Die Führungsgremien der CDU hatten aber am Montag, wie sie meinen, Besseres zu tun. Sie beschlossen, die komplette Führung – Vorsitzender, Präsidium, weitere Vorstandsmitglieder – neu zu wählen. Dabei sind die 40 Männer und Frauen erst im Januar gewählt worden, könnten also noch bis Januar 2023 amtieren. Doch die vom Wahlkampf wie vom Ergebnis schwer enttäuschten, geradezu geschockten 400.000 Mitglieder sollen mit einem personellen Neuanfang beruhigt werden. Frei nach dem Motto: Neue Köpfe braucht die Partei.

Personellen Kahlschlag wird es nicht geben

Die Operation Neuwahlen scheint einerseits unausweichlich; so wie bisher kann es nicht weitergehen. Und irgendetwas muss halt passieren. Andererseits ist nicht davon auszugehen, dass nach dem nächsten Parteitag 40 Männer und Frauen die oberen Etagen der Partei bevölkern werden, die frei von jeglicher Verantwortung für die inhaltliche Entkernung der CDU sind. Woher sollen auch diese neuen Politiker mit zukunftsweisenden Ideen und Konzepten kommen? Wenn es schon bisher strategische Genies in der zweiten Reihe der Bundes-CDU gegeben haben sollte, müssten die ihre Talente und Führungsfähigkeiten sorgfältig verborgen haben.
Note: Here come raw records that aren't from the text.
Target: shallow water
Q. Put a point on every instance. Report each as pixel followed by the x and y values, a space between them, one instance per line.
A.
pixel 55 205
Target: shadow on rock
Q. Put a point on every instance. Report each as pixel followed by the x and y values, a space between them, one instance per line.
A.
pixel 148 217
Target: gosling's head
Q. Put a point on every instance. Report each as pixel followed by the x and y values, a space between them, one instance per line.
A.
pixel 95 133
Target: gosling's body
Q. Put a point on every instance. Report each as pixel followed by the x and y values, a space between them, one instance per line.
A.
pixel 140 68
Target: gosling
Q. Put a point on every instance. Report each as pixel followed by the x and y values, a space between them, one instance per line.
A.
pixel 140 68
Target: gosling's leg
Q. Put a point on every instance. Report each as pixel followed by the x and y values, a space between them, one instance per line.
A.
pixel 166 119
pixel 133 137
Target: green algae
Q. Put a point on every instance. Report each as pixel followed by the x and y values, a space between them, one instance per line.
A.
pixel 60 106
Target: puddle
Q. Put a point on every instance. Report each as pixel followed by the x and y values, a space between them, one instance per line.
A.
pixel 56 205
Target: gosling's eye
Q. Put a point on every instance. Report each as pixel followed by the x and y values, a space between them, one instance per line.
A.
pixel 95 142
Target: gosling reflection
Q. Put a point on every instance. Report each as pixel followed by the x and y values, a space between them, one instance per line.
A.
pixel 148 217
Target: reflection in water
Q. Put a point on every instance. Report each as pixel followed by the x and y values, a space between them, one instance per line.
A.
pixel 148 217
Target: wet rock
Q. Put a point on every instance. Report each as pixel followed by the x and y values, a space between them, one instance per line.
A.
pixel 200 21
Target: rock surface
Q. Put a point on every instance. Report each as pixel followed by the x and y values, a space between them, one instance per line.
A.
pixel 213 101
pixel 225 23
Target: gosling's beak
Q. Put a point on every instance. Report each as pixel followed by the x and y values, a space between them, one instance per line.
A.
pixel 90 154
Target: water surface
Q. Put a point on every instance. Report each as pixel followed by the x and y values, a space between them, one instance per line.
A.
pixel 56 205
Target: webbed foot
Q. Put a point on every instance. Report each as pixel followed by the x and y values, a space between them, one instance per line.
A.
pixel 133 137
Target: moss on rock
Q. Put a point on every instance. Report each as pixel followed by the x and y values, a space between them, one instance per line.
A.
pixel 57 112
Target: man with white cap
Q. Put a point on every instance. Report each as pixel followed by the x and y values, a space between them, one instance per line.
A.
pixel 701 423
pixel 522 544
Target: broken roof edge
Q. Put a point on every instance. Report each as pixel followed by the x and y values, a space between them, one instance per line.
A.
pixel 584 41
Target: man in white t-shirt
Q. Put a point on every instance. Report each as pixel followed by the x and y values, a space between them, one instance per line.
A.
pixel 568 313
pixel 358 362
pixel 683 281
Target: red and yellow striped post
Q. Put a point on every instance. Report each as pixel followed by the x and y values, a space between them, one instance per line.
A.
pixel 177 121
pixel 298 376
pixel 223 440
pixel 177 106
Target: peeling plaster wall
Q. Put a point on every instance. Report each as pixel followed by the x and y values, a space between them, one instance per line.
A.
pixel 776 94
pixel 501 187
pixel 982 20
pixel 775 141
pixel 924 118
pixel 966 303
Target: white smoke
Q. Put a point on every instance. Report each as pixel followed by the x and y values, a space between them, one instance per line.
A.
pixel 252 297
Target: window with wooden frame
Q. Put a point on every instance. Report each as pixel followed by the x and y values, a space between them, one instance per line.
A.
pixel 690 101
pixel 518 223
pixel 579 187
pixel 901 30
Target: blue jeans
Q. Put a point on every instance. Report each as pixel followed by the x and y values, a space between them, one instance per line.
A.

Nüchtern betrachtet, wird die neue Führungsriege jünger, weiblicher und östlicher werden. Wobei auch klar ist, dass die Partei ihr Schicksal nicht allein in die Hände einer paritätisch besetzten Jugendmannschaft legen kann. Erfahrung jedenfalls ist nicht per se schlecht. Nur: Auch ein noch so geschickt ausgewähltes Personaltableau wird nicht verdecken können, dass die CDU nicht zuletzt ein inhaltliches Problem hat.

Inhaltlich abgewirtschaftet

Anders als Angela Merkel kann die von ihr abgewirtschaftete Partei nicht mit der Botschaft „Sie kennen mich“ vor die Wähler treten. Denn die Partei tut sich schwer mit einer Erklärung, wofür sie noch steht, wenn man von allgemeinen Formulierungen wie dem christlichen Menschenbild oder der Versöhnung von Ökonomie und Ökologie absieht. Darunter kann man vieles und auch Widersprüchliches verstehen. Ganz abgesehen davon, dass ein wachsender Teil der Bevölkerung – im Osten sogar die große Mehrheit – keine Ahnung davon hat, was „christliches Menschenbild“ eigentlich bedeutet.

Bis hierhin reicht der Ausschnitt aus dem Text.